Republican Thinks Diversity is Good... In Income
Trey Garrison, on his own blog, finds disturbing a study by the Institute of Urban Policy Research at UT-Dallas that takes as a premise that it's a good thing for a city to have similarity of economic opportunity, self-sufficiency and involvement in civic life across the city.
I am not surprised if Garrison argues that diversity in culture, religion, entertainment, politics, etc., is not of interest. After all, he's boasted before of his joy in living in his Plano neighborhood where everyone goes to Home Depot on Saturday mornings, just like him. There are plenty of people like him for whom "diversity" is a dirty word.
What surprises me (but, in hindsight, I realize it shouldn't have) is that Garrison does value diversity in at least one respect. He values diversity in income. He is all in favor of the kind of diversity that ensures we always have poor people (as long the poor people are restricted to their own neighborhoods, not his).
Jesus famously said, "For you always have the poor with you." Garrison's corollary is: "There is always going to be [an income] gap, and that gap widens even if everyone makes exactly the same percentage gain in income." The problem with Garrison's corollary is that everyone isn't making exactly the same percentage gain in income. The rich are making bigger percentage gains. In fact, the middle class isn't gaining at all. Their incomes are stagnant or even shrinking while the incomes of the rich continue to rack up bigger and bigger gains (even in percentage terms). The gap is getting wider.
For a generation after FDR's New Deal, the income gap shrank. It corresponded to the rise of the middle class in the United States. Education, home ownership, cars, televisions and vacations to the beach or mountains became affordable for the first time to the middle class, not just the rich. Many Americans look on the period as a golden age in American history.
But for the last generation, the income gap has been widening again. Today, in the America of George W. Bush, income distribution is again statistically closer to the Great Gatsby levels of inequality of the 1920s. Maybe Garrison looks back fondly on that era. Maybe he's willfully ignorant of the contrast between the luxury and poverty that defined the era. That era ended badly with a stock market crash and a great depression. The Institute of Urban Policy Research's "Dallas Wholeness Index" can help tell us whether our own era is at risk of recreating those long-ago mistakes.

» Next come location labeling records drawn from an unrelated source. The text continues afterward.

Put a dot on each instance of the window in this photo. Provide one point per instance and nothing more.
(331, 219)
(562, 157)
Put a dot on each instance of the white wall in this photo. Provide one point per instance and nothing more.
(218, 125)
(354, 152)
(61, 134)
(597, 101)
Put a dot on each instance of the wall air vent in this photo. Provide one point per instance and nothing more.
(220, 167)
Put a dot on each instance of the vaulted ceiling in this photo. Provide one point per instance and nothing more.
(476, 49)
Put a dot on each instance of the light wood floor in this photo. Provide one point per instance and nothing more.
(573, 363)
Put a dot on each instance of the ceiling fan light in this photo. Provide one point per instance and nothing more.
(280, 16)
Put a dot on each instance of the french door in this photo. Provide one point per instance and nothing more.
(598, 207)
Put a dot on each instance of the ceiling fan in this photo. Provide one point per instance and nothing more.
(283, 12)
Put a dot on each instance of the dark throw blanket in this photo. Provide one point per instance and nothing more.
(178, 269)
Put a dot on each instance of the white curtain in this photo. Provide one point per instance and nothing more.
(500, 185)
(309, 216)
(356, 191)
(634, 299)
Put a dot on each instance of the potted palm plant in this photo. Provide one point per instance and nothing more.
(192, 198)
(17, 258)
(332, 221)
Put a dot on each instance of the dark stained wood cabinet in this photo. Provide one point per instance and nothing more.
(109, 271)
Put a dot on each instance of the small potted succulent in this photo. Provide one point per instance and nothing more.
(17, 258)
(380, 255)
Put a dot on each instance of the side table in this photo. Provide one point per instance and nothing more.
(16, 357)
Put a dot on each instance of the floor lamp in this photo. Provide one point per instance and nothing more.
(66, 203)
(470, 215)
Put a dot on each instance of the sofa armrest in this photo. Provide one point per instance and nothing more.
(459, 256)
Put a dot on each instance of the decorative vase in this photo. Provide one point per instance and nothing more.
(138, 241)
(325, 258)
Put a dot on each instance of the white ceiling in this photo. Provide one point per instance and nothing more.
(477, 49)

World Opinion Favors Obama For President
Michael Landauer, in The Dallas Morning News Opinion blog, cites a new Gallup poll of world opinion that supposedly shows the globe favoring Obama over McCain by a margin of 4-to-1. Landauer considers the poll to be of little importance. He says, "He's not running for president of the world. Besides, the world is stupid. The world favors soccer to football. I mean, c'mon."
But if the poll is going to matter, Landauer thinks having world opinion on your side might be a distinct advantage in case of a world crisis. I think it's dangerous to American national security that Republicans consider the world having a favorable opinion of you is a negative. It's like they now want their candidates to go out of their way to insult the rest of the world, adversaries and allies alike. How did a major political party go so far astray from America's strategic interest?